Entenda como a crise argentina afeta o Brasil

Governo do país vizinho eleva imposto de exportação para trigo

Lucia Ritzel  |  lucia.ritzel@zerohora.com.br

O novo panelaço dos argentinos já é ouvido no Brasil, onde é dada como certa mais uma alta de preços de pães, massas e biscoitos, devido à retenção do trigo no país vizinho.

Desde o começo do ano, o preço do pão subiu cerca de 20% no Brasil, conseqüência da escassez de trigo argentino, mais barato do que o nacional. Para os moinhos brasileiros, o movimento argentino é um claro sinal de que será inevitável buscar outros fornecedores.

No final de 2007, quando o produtor argentino já estava pressionado pela alíquota de 28%, a indústria pediu ao governo brasileiro que retirasse o imposto sobre a importação de países de fora do Mercosul. Na ocasião, a Argentina comprometeu-se a reabrir as exportações. O Brasil recebeu 2,6 milhões de toneladas. Houve a promessa de uma nova janela em 3 de março, para mais 1 milhão de toneladas, mas há dois meses não se fecham negócios.

Segundo o presidente do conselho deliberativo da Associação Brasileira da Indústria do Trigo, Luiz Martins, os moinhos enfrentam dificuldades na importação desde novembro.
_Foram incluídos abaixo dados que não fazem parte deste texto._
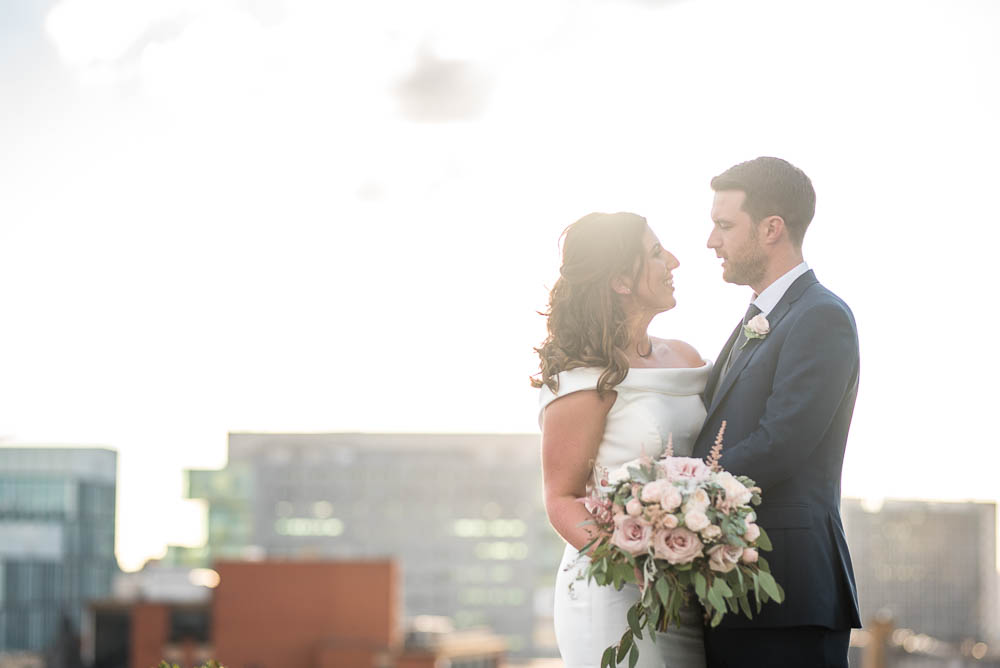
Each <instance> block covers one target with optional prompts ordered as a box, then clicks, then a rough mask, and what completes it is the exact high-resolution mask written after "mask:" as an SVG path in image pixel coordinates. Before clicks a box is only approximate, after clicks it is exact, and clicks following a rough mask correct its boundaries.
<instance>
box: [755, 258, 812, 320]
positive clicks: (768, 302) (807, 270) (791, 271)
mask: <svg viewBox="0 0 1000 668" xmlns="http://www.w3.org/2000/svg"><path fill="white" fill-rule="evenodd" d="M807 271H809V265H807V264H806V263H805V262H802V263H801V264H799V265H797V266H795V267H793V268H792V269H790V270H789V271H788V272H786V273H785V274H784V275H782V276H781V278H779V279H778V280H776V281H775V282H774V283H771V285H769V286H767V287H766V288H764V292H762V293H760V294H759V295H757V296H756V297H754V299H753V301H752V302H751V303H752V304H755V305H756V306H757V308H759V309H760V312H761V313H762V314H764V317H765V318H766V317H767V316H769V315H770V314H771V311H773V310H774V307H775V306H777V305H778V302H779V301H781V298H782V297H784V296H785V293H786V292H788V288H790V287H791V286H792V283H794V282H795V279H796V278H798V277H799V276H801V275H802V274H804V273H806V272H807Z"/></svg>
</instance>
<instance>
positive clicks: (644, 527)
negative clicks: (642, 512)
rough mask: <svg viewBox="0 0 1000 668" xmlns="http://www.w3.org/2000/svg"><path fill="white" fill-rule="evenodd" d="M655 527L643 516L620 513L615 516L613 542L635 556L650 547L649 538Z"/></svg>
mask: <svg viewBox="0 0 1000 668" xmlns="http://www.w3.org/2000/svg"><path fill="white" fill-rule="evenodd" d="M652 534H653V527H652V525H650V523H649V522H647V521H646V520H644V519H642V518H641V517H631V516H630V515H619V516H617V517H615V531H614V533H613V534H612V535H611V544H612V545H614V546H615V547H619V548H621V549H623V550H625V551H626V552H628V553H629V554H631V555H633V556H635V555H637V554H642V553H643V552H645V551H646V550H647V549H649V539H650V537H651V536H652Z"/></svg>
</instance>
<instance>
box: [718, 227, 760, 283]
mask: <svg viewBox="0 0 1000 668" xmlns="http://www.w3.org/2000/svg"><path fill="white" fill-rule="evenodd" d="M726 264H727V265H729V266H728V267H727V270H728V271H726V272H725V274H723V276H722V278H723V280H725V281H726V282H727V283H734V284H736V285H754V284H755V283H759V282H760V281H761V280H763V278H764V277H765V276H766V275H767V264H768V257H767V253H765V252H764V249H763V248H762V247H761V245H760V243H759V240H758V234H757V224H756V223H754V224H753V225H752V226H751V227H750V237H749V239H748V240H747V243H746V246H745V253H742V254H741V255H740V256H739V257H732V256H730V257H729V258H728V259H727V262H726Z"/></svg>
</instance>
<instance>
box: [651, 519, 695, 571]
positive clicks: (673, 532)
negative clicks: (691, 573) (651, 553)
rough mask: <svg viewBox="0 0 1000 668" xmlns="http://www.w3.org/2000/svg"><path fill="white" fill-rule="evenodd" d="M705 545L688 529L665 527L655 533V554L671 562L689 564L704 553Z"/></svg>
mask: <svg viewBox="0 0 1000 668" xmlns="http://www.w3.org/2000/svg"><path fill="white" fill-rule="evenodd" d="M703 547H704V545H703V544H702V542H701V540H700V539H699V538H698V536H697V535H696V534H694V533H691V532H690V531H688V530H687V529H683V528H679V527H678V528H676V529H663V530H661V531H657V532H656V533H654V534H653V554H654V555H655V556H656V557H657V558H658V559H665V560H667V562H669V563H671V564H688V563H691V562H692V561H694V559H695V557H698V556H700V555H701V553H702V548H703Z"/></svg>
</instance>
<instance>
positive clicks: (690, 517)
mask: <svg viewBox="0 0 1000 668" xmlns="http://www.w3.org/2000/svg"><path fill="white" fill-rule="evenodd" d="M709 524H711V522H709V521H708V515H706V514H705V513H703V512H701V511H700V510H692V511H691V512H689V513H687V514H686V515H684V526H686V527H687V528H688V529H690V530H691V531H701V530H702V529H704V528H705V527H707V526H708V525H709Z"/></svg>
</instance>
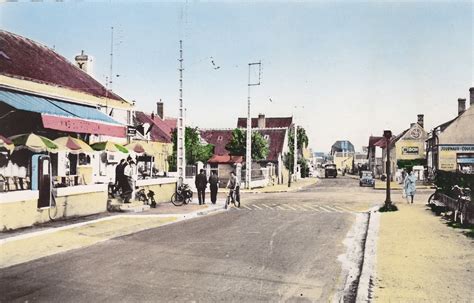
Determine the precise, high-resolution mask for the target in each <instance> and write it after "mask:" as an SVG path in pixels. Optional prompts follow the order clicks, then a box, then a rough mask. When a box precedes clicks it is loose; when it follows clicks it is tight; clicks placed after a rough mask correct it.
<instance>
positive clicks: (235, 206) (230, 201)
mask: <svg viewBox="0 0 474 303" xmlns="http://www.w3.org/2000/svg"><path fill="white" fill-rule="evenodd" d="M236 195H237V191H236V190H235V189H230V190H229V194H228V195H227V199H226V201H225V206H224V208H225V209H227V207H228V206H229V205H230V203H233V204H234V206H235V207H237V208H239V207H240V201H239V200H237V197H236Z"/></svg>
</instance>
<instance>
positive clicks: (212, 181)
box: [209, 171, 219, 204]
mask: <svg viewBox="0 0 474 303" xmlns="http://www.w3.org/2000/svg"><path fill="white" fill-rule="evenodd" d="M209 188H210V189H211V202H212V204H216V201H217V190H218V188H219V177H218V176H217V172H215V171H214V172H212V174H211V176H210V177H209Z"/></svg>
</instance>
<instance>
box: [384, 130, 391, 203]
mask: <svg viewBox="0 0 474 303" xmlns="http://www.w3.org/2000/svg"><path fill="white" fill-rule="evenodd" d="M383 136H384V138H385V142H386V145H385V146H386V148H387V163H386V164H385V165H386V166H385V167H386V169H385V170H386V172H387V189H386V196H385V206H386V207H388V206H389V205H390V204H392V201H391V200H390V179H391V175H392V174H391V171H390V166H391V165H390V139H391V138H392V131H390V130H384V131H383Z"/></svg>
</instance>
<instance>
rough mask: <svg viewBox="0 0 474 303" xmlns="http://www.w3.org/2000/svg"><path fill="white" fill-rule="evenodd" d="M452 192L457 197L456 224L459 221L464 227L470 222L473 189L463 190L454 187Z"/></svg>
mask: <svg viewBox="0 0 474 303" xmlns="http://www.w3.org/2000/svg"><path fill="white" fill-rule="evenodd" d="M452 191H453V193H454V194H455V195H456V197H457V206H456V208H455V210H454V222H458V221H459V223H461V225H464V224H465V223H467V222H468V221H469V218H468V217H469V207H470V203H471V189H470V188H468V187H465V188H462V187H460V186H458V185H454V186H453V188H452Z"/></svg>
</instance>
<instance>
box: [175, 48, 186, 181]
mask: <svg viewBox="0 0 474 303" xmlns="http://www.w3.org/2000/svg"><path fill="white" fill-rule="evenodd" d="M178 61H179V117H178V138H177V141H178V142H177V143H178V146H177V150H176V152H177V157H176V158H177V168H178V178H179V179H178V180H179V185H181V184H182V183H183V181H184V179H185V178H186V145H185V132H186V125H185V117H184V115H185V113H184V111H185V109H184V105H183V70H184V68H183V40H179V59H178Z"/></svg>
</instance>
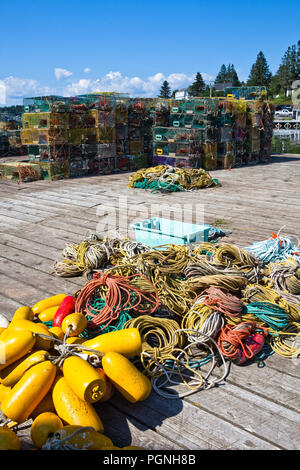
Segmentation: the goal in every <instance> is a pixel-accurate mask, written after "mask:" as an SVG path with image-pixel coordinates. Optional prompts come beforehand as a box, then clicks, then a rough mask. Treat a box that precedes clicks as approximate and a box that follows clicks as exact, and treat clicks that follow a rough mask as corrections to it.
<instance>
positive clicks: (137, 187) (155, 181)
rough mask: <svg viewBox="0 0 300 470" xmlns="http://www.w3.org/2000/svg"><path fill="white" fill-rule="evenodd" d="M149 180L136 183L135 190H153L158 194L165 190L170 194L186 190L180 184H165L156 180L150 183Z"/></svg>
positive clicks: (175, 183)
mask: <svg viewBox="0 0 300 470" xmlns="http://www.w3.org/2000/svg"><path fill="white" fill-rule="evenodd" d="M148 181H149V179H148V178H144V180H143V181H136V182H135V183H134V187H135V188H140V189H145V191H146V190H147V189H151V190H152V191H151V192H158V191H159V190H164V191H170V192H175V191H183V190H184V188H183V187H182V186H181V185H180V184H176V183H164V182H162V181H159V180H156V181H151V182H150V183H148Z"/></svg>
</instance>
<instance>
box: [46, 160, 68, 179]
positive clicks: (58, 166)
mask: <svg viewBox="0 0 300 470" xmlns="http://www.w3.org/2000/svg"><path fill="white" fill-rule="evenodd" d="M39 167H40V173H41V177H42V178H43V179H45V180H51V181H53V180H57V179H62V178H68V177H69V176H70V163H69V162H68V161H67V160H57V161H55V162H39Z"/></svg>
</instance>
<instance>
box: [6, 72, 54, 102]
mask: <svg viewBox="0 0 300 470" xmlns="http://www.w3.org/2000/svg"><path fill="white" fill-rule="evenodd" d="M0 84H1V89H2V93H1V97H0V98H1V99H0V103H1V104H6V105H8V106H10V105H14V104H22V102H23V97H26V96H27V97H31V96H41V95H51V94H54V93H55V91H56V90H54V89H51V88H50V87H48V86H42V85H40V83H39V82H38V81H37V80H33V79H31V78H20V77H7V78H4V79H3V80H1V81H0ZM3 89H4V91H3ZM2 95H3V96H2ZM3 97H4V99H5V101H4V102H3V103H2V102H1V101H3Z"/></svg>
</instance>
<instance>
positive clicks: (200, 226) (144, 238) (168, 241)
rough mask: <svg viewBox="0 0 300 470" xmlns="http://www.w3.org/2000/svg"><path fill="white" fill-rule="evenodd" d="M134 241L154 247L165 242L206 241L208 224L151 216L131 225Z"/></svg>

— Como reter exportações é um dos pilares da política econômica local, nós, aqui, corremos o risco de desabastecimento porque a maioria das indústrias mantém estoques para dois meses — explica Martins.

A alta de preços dos derivados do trigo é o mais importante reflexo para o consumidor brasileiro dos protestos que começaram na Argentina há duas semanas, numa reação à decisão da presidente Cristina Kirchner de elevar o tributo sobre exportações, avalia o presidente da Associação Gaúcha de Supermercados, Antonio Cesa Longo. No caso dos vinhos importados, que ocupam 45% das prateleiras do Rio Grande do Sul, há estoques, e é possível comprar de outros países a preços competitivos, explica Longo.

Produtores gaúchos de soja podem ser beneficiados

A crise argentina pode render benefícios para os produtores brasileiros de soja, se vierem a ocupar o espaço deixado no mercado externo pelos vizinhos. Fernando Muraro, da consultoria AG Rural, diz que, na Bolsa de Chicago, referência mundial, o problema é considerado de curto prazo, embora a tensão ontem tenha contribuído para a terceira alta seguida na cotação do grão.

As medidas anunciadas dia 11 pelo ministro da Economia da Argentina, Martín Lousteau, elevaram de 35% para 44,1% as retenciones (tributo sobre exportação) da soja. Há cinco anos, o governo cobra esse tipo de imposto, que alcança outros grãos, carnes, leite e até combustíveis. Com isso, aumenta a arrecadação e inibe a inflação. No caso do trigo, a alíquota havia subido de 20% para 28% em novembro e há duas semanas foi reduzida para 27% - diferença considerada insignificante por irritados produtores argentinos que assistem à disparada dos preços das commodities no Exterior.

Na imprensa argentina, o movimento - primeira crise enfrentada por Cristina desde que assumiu a presidência em janeiro - é considerado o pior conflito desde o corralito (ação semelhante ao confisco do governo Collor). Ontem à noite, houve o segundo panelaço consecutivo em cidades argentinas. Não se pode ignorar que o ex-presidente Fernando de la Rúa renunciou há mais de seis anos acuado pelo estridente ruído de panelas nas ruas do país.